The Green500 has ranked the energy efficiency of the world’s 500 fastest supercomputers since its debut in 2007, serving as a complement to the well-known supercomputer industry marker TOP500. The list was founded by Feng and Kirk W. Cameron, associate professor of computer science. The Green500 measures energy efficiency using a metric defined as millions of floating-point operations per second divided by watts, or MFLOPS/W. The list is released twice a year, in June and in November.
“The Green500 seeks to raise awareness in the energy efficiency of supercomputing, and in turn, drive energy efficiency as a first-order design constraint – one that is on par with performance or speed,” said Feng.
As in the November 2010 edition, an IBM Blue Gene/Q prototype supercomputer tops this edition of the Green500. However, the Blue Gene/Q prototype that tops this list – the Blue Gene/Q Prototype 2 -- differs from the one that topped the previous list -- Blue Gene/Q Prototype 1 -- in that the former delivers significantly better performance, but with the same number of processor cores and only a marginal increase in power consumption. The result is a 2,097 MFLOPS/W rating, the first supercomputer to surpass the 2,000 MFLOPS/W bar, according to Feng. Coming in at No. 6 on the Green500 list is the world’s fastest supercomputer, the K supercomputer from RIKEN in Japan. It also aggregates many low-power processors and is one of the greenest supercomputers in the world.

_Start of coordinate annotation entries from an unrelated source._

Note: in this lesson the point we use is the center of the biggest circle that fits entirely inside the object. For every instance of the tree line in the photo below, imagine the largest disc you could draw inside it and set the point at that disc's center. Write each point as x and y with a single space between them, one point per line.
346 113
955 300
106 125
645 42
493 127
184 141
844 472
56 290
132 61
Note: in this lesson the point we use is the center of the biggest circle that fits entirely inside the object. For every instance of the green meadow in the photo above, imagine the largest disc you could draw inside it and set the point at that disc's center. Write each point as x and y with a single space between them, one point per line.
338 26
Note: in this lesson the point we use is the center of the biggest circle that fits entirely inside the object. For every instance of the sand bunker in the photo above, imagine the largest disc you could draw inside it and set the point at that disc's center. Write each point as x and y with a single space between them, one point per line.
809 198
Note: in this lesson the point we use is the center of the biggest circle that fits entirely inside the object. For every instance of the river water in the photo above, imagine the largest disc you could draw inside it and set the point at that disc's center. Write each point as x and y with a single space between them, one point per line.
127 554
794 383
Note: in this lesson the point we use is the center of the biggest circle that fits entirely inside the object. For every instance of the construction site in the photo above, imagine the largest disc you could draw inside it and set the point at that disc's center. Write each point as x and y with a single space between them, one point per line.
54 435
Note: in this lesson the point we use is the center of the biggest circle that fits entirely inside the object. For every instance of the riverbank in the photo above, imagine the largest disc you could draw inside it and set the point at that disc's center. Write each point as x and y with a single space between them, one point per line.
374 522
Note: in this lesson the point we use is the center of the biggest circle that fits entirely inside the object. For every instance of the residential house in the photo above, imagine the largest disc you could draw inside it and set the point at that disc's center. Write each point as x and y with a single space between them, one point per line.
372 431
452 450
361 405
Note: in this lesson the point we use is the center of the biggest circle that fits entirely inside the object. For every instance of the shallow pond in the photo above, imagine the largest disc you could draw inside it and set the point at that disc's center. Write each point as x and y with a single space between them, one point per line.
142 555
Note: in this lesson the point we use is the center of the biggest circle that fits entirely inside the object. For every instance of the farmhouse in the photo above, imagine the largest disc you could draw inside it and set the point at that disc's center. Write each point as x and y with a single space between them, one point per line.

Among accelerator-based supercomputers, the greenest in the world is the DEGIMA Cluster, a self-built supercomputer from Nagasaki University in Japan. The DEGIMA Cluster is accelerated by Advanced Micro Devices /ATI Technologies Inc.’s Radeon graphics processing units (GPUs) on a thrifty supercomputing budget of approximately $500,000. Six additional accelerator-based machines round out the 10 greenest supercomputers in the world, three with GPU accelerators --including two from NVIDIA Corp. and one more from AMD/ATI -- and three with cell-based accelerators from IBM.
During the past six months, the average efficiency of measured systems on the Green500 has increased to 256 MFLOPS/W from 230 MFLOPSW, an improvement of 11 percent, Feng said. Additionally, the efficiency of the greenest supercomputer in the world improved by 25 percent to 2097 MFLOPS/W from 1684 MFLOPS/W, while the efficiency of accelerator-based systems on the Green500 has been just as dramatic, improving 23 percent to 707 MFLOPS/W from 573 MFLOPS/W.
“Seventy percent of the 20 greenest supercomputers are now accelerator-based,” Feng said, adding that such a statistic would have been unlikely when the Green500 List started four years ago.
The Green500 List is a grassroots venture, relying on sponsorships and individual contributions from volunteer staff comprised of Feng, Cameron and graduate students at the Virginia Tech College of Engineering. Serving as the present title sponsor for the Green500 is Supermicro Computer Inc.